Red, theory; black, fact
Last update: 24-14-2025
The commonest protein misfolding disease, Alzheimer’s, features an accumulation of insoluble proteins as amyloid plaques that damage neurons and lead to dementia and death.
The amyloid precipitates from a solution of amyloid beta protein, which forms by a two-step proteolysis of amyloid precursor protein (APP), an integral membrane protein of neurons.
APP is thought to play a role in the initial stage of synaptic plasticity and contains a copper binding site.
Oxidation of the coordinated copper upon insertion of nascent APP in the plasma membrane could shift the coordination geometry of the copper ion from planar-triangular to pyramidal, with huge changes in the preferred bond angles. If the coordinating protein cannot accommodate these changes without input of activation energy, the result would be a “protein battery”: a protein carrying a metastable “charge” of conformational strain energy. A set mousetrap would be a familiar example of this. The local availability of this energy cache may be necessary to allow brief pre-and-postsynaptic electrical coincidences to be rapidly captured as preliminary synaptic morphological changes. The calcium-binding site next to the copper binding site (growth factor-like domain) may be the electric field sensor. Coincidence detection would involve same-molecule binding of APP molecules on opposite sides of the synaptic cleft, triggered by propagation of unleashed conformational changes from the copper site into the main extracellular domain, called the heparan-binding domain. (Better known parts of the coincidence detecting system are the NMDA receptor and CAM kinase II).
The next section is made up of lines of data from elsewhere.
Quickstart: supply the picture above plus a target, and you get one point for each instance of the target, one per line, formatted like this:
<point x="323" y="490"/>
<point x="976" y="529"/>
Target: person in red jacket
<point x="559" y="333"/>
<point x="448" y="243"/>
I propose that protein misfolding diseases of the brain are powered by a short circuiting of the APP energy caches, or analogous caches in proteins subserving other functions. <03-14-25: One of those other functions could be replenishing the supply of docked synaptic vesicles in response to a sudden increase in the average neuron firing rate. In that case, the relevant battery protein would be alpha synuclein, which is implicated in Parkinson’s Disease. Local energy caches are also present in humanly engineered electronic circuits, where they are called decoupling capacitors.>
The secretases implicated in Alzheimer’s etiology would serve to degrade the discharged APP molecules. Let us suppose that secretase alpha acts rapidly to clear action-potential-discharged APP that did not make a cross link, and secretase beta acts slowly to clear cross links. Secretase gamma would complete the cleavage in both cases. Secretase alpha would have a recognition site for discharged APPs and secretase beta would have an allosteric recognition site for cross links. Beta secretase action is known to release amyloid beta, the battery part of APP. I postulate that the stored energy in amyloid beta drives the polymerization process that leads to amyloid formation. This energy release would involve a conformational change, consistent with the finding that amyloid protein is misfolded. The conformational change could expose hydrophobic residues on the surface of the protein, an energy-requiring step that could lead directly to precipitation due to hydrophobic bonding among the amyloid beta molecules. This action is easier to imagine for the central hydrophobic domain of alpha synuclein, the immediate effect being not precipitation but pulling two arbitrary ligands on different alpha synuclein molecules into closer proximity for a faster reaction between them. The trigger appears to be phosphorylation of alpha synuclein, not electric field change.
By mischance, the soluble amyloid beta oligomers that form as intermediates along the amyloid-generating pathway are able to spoof APP cross links, thereby driving ectopic secretase beta activity and closing a feedback loop. This feedback leads to an out-of-control production of amyloid beta that produces Alzheimer’s disease.